I spoke out against the errors of those brothers, but none of the brothers outside our community paid any attention. They did not believe that a woman could have authority from God to preach. They had forgotten, if they had ever known, that Joshua had taught that men and women are equal in the eyes of God. He taught that a woman may, and sometimes must, carry on a ministry just like that of the men. Perhaps a woman’s ministry may sometimes be more powerful than that of the men, who almost never sense the truth of others’ feelings.

It is the Rabbis of the House of Hillel who are our strongest defenders in Israel, for they understand how Joshua’s teaching was intended to fulfill the law, not overthrow it. They consider our preaching to the Gentiles to be fundamentally no different from their own. Few of them believe that Joshua had truly been the Mashiach, but they do not consider us wrong for believing that.

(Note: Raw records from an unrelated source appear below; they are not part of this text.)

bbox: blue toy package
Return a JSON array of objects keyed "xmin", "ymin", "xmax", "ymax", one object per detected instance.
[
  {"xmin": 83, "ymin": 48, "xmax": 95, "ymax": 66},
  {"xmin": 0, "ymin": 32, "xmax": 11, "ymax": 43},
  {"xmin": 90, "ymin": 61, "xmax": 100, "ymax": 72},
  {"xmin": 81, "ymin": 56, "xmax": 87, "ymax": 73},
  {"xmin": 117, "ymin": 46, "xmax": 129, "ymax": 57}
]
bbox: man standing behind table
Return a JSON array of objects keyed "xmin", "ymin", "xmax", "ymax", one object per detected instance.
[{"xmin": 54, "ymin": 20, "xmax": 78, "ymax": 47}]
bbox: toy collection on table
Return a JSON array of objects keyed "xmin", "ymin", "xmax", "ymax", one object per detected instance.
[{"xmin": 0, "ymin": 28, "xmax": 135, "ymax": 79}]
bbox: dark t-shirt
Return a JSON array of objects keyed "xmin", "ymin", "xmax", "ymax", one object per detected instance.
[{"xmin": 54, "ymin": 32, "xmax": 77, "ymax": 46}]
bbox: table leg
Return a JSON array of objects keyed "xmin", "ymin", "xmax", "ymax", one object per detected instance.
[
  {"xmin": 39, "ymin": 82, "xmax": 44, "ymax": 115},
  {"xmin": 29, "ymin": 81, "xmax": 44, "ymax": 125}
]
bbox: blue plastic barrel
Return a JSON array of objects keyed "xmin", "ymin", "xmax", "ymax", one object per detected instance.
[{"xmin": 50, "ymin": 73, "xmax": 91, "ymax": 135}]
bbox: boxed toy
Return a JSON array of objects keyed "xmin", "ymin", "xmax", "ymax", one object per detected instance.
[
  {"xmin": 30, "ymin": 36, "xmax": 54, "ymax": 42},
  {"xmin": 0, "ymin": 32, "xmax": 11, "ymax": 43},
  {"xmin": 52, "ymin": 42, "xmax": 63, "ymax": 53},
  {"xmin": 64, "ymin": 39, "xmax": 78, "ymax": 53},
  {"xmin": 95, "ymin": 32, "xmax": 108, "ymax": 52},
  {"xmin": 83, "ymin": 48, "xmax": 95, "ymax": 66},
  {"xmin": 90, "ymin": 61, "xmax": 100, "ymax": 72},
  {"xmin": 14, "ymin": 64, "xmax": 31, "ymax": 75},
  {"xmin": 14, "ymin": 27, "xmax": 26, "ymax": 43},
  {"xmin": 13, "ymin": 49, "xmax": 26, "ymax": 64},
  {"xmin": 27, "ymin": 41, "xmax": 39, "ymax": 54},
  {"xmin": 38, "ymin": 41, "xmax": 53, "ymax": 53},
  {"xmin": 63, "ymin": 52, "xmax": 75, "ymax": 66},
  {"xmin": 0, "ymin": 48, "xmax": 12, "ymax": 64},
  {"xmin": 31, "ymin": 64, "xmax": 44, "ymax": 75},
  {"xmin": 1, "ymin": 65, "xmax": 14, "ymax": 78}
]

They do not consider us to be heretics or apostates from the law, for we keep the law, whereas Saul, once so zealous for all the traditions of our forefathers, had abandoned the law in his preaching to the Gentiles. Thus with their support we maintained our community peaceably in Jerusalem for about thirty years after Joshua had ascended to his Heavenly Father.

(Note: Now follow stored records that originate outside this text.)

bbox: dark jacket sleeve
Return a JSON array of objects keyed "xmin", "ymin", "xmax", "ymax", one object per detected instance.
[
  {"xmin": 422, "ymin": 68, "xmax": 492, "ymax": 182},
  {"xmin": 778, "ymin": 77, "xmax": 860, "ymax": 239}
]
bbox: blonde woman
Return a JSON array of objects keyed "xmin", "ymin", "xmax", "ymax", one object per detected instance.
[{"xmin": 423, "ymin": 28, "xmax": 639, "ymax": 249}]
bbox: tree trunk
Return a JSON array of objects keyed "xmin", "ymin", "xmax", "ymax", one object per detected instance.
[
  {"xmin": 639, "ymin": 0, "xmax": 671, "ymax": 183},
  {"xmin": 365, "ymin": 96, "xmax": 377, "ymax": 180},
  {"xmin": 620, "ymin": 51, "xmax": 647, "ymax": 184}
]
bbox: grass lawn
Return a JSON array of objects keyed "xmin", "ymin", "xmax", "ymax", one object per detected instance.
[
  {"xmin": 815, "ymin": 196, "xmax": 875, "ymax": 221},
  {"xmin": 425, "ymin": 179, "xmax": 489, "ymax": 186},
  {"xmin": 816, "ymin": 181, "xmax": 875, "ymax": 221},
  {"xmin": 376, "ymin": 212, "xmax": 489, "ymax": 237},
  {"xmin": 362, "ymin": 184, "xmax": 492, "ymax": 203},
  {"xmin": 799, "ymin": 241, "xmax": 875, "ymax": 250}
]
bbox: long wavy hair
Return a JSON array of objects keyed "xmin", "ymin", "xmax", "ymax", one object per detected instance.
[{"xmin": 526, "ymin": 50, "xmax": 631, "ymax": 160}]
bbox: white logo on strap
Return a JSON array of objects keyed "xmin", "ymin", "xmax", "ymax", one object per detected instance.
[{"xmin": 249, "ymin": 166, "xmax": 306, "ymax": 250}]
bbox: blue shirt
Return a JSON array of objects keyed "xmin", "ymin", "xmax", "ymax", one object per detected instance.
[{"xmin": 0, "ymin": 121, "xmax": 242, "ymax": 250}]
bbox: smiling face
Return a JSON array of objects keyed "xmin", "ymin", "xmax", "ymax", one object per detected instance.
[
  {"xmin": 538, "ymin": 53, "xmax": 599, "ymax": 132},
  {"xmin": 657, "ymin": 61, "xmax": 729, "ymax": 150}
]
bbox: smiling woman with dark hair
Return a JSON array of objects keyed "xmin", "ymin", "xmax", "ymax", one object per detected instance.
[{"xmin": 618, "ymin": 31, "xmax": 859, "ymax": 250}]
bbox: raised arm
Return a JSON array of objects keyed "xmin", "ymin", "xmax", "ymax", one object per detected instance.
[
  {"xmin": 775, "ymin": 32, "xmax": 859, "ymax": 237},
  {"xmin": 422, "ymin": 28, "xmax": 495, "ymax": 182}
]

During that time there had been more and more rebellions and uprisings against the Romans, who seized control of our lands almost a century ago. The Zealots were becoming more and more extreme in their attacks on the Roman outposts, not caring that the Romans would afterward massacre everyone who had been in the vicinity of the attack.

It was the Rabbis of the House of Shammai whom Joshua had refuted and made to look ridiculous in public. That House had ever since hated the followers of the Way and had bided their time, hoping to attack us when the House of Hillel might have a moment of weakness. After the Roman Procurator died, his replacement was delayed in coming. In that moment of relative laxness, those of Shammai attacked. They accused James of responsibility for the apostasy of Saul and roused the mob against him. They threw James off the wall of the Temple and incited the mob to stone him to death.

All the godly people of Jerusalem were appalled by this wickedness. Many proclaimed that God would avenge his death, for his piety and adherence to the law were revered. His death silenced one of the last voices of sanity in Jerusalem.

The Zealots, who, like the Sadducees, called themselves the Zadokites (this is, the Righteous Ones), began to attack the Romans even more frequently. The Romans became furious and sent their legions from Syria marching south through Galilee and Samaria, burning down villages and slaughtering all whom they encountered, to begin a siege of Jerusalem. Many proclaimed that the Lord was using the Romans to avenge the death of James.

In the year 819 since the foundation of the City of Rome, when the Romans were marching south into Judea because of the war brought about by the Zealots, many of our family and community fled to the east and the north, across the Jordan to the area of the Ten Towns. But I, my brother and sister, the other women students, and my daughter Sarah fled south, as the Judean women had done in the days of Jeremiah, into Egypt, into the city of Alexandria, where people of many faiths and countries live peacefully next to each other, even though the Romans rule here also. Here we began our community again among the children of Israel, for they knew who the Mashiach must be.